Audit questions landfill review

? State environmental officials may not have strictly followed state law when they reviewed a controversial landfill request in Harper County, a recent state audit says.

That has the Kansas Department of Health and Environment planning to change how it looks over landfill projects, requiring more coordination with local health officials and greater accuracy from companies making the applications.

The report from the Legislative Division of Post Audit said the state largely followed state law and found numerous problems with a request to build a 229-acre landfill 45 miles southwest of Wichita.

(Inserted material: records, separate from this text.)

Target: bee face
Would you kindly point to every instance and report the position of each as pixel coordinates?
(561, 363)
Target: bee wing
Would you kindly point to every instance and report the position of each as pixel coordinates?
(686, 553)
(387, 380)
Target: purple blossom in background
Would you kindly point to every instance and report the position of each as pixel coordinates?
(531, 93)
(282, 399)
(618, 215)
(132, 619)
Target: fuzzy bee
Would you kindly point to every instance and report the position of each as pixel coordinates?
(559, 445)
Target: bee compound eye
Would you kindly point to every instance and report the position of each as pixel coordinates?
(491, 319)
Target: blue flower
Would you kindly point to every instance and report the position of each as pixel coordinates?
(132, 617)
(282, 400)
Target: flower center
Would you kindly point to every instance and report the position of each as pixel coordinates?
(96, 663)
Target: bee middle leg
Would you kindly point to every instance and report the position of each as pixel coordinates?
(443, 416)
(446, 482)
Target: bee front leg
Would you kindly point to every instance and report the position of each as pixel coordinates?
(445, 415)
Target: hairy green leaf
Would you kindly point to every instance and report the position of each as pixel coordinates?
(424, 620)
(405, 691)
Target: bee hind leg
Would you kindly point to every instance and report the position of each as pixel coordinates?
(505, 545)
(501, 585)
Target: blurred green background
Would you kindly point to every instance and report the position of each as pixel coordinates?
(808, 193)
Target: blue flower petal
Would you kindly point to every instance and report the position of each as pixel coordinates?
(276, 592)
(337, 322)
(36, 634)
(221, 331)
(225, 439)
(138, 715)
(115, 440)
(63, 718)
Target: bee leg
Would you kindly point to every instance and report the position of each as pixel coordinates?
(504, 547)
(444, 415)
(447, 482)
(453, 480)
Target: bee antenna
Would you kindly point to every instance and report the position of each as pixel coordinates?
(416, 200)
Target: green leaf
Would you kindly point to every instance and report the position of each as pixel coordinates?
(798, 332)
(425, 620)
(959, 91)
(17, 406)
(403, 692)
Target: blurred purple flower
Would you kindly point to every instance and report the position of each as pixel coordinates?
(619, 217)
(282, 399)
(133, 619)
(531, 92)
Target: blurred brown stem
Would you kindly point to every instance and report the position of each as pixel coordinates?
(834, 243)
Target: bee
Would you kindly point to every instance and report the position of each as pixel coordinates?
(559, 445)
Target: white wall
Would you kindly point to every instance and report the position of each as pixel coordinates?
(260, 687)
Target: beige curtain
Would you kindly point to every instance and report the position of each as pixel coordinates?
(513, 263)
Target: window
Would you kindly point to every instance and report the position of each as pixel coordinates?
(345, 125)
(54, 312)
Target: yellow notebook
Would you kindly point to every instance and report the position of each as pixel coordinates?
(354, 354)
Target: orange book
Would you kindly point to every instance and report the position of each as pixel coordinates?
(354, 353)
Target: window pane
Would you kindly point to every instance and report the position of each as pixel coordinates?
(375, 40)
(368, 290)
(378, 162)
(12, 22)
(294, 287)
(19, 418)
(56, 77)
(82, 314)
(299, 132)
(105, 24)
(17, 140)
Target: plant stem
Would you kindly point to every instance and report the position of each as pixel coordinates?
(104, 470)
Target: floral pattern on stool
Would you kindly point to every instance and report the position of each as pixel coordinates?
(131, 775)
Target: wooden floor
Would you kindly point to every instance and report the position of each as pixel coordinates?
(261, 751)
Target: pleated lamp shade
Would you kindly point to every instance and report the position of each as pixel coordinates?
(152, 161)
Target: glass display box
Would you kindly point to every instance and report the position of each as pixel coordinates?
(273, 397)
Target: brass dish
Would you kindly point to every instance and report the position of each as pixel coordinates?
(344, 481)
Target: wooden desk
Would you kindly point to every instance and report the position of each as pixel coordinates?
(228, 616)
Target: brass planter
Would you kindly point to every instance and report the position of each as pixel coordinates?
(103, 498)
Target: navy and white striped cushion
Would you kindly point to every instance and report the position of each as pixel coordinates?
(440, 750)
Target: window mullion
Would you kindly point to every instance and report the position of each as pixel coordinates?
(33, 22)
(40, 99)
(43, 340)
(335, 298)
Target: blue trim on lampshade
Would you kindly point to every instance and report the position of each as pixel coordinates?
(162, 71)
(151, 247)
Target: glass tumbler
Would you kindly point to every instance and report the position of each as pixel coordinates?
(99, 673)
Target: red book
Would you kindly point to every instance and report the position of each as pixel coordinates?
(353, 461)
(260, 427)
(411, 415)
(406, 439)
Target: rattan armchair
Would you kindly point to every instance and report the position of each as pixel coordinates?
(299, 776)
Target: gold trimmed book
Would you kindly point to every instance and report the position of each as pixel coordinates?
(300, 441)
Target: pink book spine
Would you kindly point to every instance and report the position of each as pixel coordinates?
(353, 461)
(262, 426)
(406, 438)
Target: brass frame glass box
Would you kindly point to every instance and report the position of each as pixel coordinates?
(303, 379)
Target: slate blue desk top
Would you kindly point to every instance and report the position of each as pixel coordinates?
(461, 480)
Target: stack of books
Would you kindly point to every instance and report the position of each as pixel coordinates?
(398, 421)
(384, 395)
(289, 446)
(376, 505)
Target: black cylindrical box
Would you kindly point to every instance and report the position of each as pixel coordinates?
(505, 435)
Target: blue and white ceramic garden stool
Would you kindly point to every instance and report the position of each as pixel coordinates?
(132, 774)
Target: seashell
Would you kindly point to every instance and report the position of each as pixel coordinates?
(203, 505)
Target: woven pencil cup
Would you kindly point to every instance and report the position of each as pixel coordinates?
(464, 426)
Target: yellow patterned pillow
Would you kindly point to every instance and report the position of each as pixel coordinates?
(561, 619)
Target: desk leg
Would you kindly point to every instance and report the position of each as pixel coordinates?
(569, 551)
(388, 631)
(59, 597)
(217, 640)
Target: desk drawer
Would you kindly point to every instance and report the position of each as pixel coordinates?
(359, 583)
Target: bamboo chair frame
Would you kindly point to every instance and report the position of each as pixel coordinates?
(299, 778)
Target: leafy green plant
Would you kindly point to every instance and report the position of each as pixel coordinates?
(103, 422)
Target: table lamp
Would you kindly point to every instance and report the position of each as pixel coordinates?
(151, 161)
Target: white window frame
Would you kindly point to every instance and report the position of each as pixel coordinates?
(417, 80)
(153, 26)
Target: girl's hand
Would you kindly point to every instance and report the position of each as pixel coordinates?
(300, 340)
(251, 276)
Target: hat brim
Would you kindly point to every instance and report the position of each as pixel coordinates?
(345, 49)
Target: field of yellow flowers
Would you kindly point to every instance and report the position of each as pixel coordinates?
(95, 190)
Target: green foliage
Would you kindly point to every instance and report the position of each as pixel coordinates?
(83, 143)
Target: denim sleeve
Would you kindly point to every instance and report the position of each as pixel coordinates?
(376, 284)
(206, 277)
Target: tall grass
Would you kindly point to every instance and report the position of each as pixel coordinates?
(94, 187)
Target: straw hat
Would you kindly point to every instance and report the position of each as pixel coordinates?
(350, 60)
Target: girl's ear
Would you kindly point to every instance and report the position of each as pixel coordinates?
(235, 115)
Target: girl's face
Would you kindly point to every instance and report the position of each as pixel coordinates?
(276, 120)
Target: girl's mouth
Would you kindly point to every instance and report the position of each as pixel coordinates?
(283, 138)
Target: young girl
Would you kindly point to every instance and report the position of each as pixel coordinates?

But auditors said reviewers didn’t verify the accuracy of some of the information provided by Waste Connections Inc., a Folsom, Calif.-based company that is developing the landfill. They also said the department didn’t check if local health departments had concerns.

Critics are afraid the landfill could contaminate the Chikaskia River, which is about one mile from the proposed site and is fed by a stream that flows about 100 yards away from the property. The Chikaskia provides drinking water to 25,000 residents in southern Kansas and northern Oklahoma.

Department Secretary Roderick Bremby, in his written response to the audit, said reviewers now would require applicants to give them letters from local health officials. He also said the department would do a better job of making sure information was accurate.

Bremby’s department has put its review of the Harper County landfill request on hold as it waits for the outcome of a lawsuit between Waste Connections and Tri-County Concerned Citizens Inc., a group of landfill opponents.

Critics of the landfill said they viewed the audit as evidence they were correct in fighting the project.